Intro

When projecting points that are uniformly sampled inside a \(p\) dimensional hypersphere with radius \(R\) onto a 2D plane, the cumulative distribution function (CDF) in radius is \[\begin{equation} f(r;p,R) = 1-\left(1-\left(\frac{r}{R}\right)^2\right)^{p/2}. \label{eq:cdf} \end{equation}\] As \(p\) increases, the distribution of points will be more peaked towards low values of \(r\). This is often unwanted as it makes it difficult to see patterns in the interesting region, and gives large optical weight to the tails of distribution.

Under the assumption that points are indeed from this distribution, we can invert the effect using the CDF. This is achieved by transforming \(r\) such that the points follow the CDF of \(f(r; 2, R)\) instead, i.e. starting from the distribution that arises for points that are uniform in the \(p\) sphere, we find the transformation of \(r\) that redistributes points such that they are uniform in a 2D disk.

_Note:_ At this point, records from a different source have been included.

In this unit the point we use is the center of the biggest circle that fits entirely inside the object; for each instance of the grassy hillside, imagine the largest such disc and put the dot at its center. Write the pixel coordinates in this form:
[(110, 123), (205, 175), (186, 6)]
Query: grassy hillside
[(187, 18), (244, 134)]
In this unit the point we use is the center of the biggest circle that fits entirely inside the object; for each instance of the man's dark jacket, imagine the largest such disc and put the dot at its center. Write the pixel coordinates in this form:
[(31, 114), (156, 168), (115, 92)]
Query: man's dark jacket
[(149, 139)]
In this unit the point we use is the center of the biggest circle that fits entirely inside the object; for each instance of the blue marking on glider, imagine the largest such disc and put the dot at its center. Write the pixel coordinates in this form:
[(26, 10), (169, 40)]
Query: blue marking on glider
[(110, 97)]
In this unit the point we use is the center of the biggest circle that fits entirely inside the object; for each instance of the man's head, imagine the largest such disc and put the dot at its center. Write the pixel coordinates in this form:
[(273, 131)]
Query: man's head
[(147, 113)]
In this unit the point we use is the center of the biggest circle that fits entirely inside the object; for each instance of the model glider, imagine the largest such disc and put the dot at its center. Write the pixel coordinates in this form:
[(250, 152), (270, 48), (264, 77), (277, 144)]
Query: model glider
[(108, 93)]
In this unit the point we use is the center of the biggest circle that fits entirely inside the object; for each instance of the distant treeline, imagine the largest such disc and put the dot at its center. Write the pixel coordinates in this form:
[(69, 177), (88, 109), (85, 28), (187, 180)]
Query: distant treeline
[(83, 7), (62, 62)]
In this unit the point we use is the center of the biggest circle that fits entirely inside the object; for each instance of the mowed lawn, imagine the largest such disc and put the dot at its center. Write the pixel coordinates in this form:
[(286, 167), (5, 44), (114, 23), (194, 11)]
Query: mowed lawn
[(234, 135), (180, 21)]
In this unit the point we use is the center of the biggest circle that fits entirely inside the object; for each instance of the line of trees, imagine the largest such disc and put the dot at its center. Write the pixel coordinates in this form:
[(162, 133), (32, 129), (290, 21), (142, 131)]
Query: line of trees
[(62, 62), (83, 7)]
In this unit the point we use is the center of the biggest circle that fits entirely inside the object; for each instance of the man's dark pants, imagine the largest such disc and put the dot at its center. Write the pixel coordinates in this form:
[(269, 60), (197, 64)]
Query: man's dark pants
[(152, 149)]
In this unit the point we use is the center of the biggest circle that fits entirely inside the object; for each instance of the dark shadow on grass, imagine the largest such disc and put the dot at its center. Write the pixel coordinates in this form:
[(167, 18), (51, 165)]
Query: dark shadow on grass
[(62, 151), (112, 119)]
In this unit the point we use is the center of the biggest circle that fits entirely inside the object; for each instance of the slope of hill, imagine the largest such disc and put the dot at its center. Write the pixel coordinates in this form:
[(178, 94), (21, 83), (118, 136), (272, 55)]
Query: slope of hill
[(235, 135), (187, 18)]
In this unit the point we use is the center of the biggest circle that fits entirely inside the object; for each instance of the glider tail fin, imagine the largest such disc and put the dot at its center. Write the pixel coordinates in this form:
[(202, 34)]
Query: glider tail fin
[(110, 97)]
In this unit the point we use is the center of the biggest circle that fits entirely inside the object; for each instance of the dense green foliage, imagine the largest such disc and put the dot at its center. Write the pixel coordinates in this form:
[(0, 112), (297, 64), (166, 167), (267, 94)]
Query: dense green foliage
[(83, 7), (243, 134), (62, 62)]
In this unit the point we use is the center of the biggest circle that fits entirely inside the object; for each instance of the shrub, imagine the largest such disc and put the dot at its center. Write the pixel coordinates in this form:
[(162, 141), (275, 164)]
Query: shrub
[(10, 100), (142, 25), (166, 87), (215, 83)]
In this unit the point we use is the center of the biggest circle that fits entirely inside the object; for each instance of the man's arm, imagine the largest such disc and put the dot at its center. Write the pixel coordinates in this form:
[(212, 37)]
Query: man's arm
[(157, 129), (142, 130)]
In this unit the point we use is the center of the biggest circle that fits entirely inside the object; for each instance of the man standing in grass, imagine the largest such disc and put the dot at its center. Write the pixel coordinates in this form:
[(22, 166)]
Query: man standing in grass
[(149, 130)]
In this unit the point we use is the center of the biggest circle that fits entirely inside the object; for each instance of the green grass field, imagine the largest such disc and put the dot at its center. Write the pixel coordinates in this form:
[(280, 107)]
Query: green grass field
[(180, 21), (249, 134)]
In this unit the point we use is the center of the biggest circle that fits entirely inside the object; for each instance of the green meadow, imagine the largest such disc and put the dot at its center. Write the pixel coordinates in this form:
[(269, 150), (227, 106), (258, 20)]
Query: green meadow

In practice we get projected points in \(x, y\) coordinates, and the first step is to calculate polar coordinates \(r, \theta\). \(\theta\) is always uniform for this distribution as follows from rotation invariance of the sphere. The radial component is transformed by first calculating the CDF to get a uniform distribution, and then transformed as the inverse of \(f(r; 2, R)\) to arrive at the desired radial distribution. Thus we replace \(r\) by \(r'\) according to \[\begin{equation} r'' = f(r; p, R) = 1-\left(1-\left(\frac{r}{R}\right)^2\right)^{p/2} \\ r' = f^{-1}(r''; 2, R) = R \sqrt{r''} = R \sqrt{1-\left(1-\left(\frac{r}{R}\right)^2\right)^{p/2}}. \end{equation}\] Note that for the purpose of fitting the displayed data onto a pre-defined display (e.g. range \([-1,1]\)), we can directly scale \(r'\), e.g. by a factor \(x/R\) where \(x\) sets the range on the display, e.g. \(x=0.9\) in what follows. We then calculate the new plotting coordinates \(x', y'\) from \(r', \theta\).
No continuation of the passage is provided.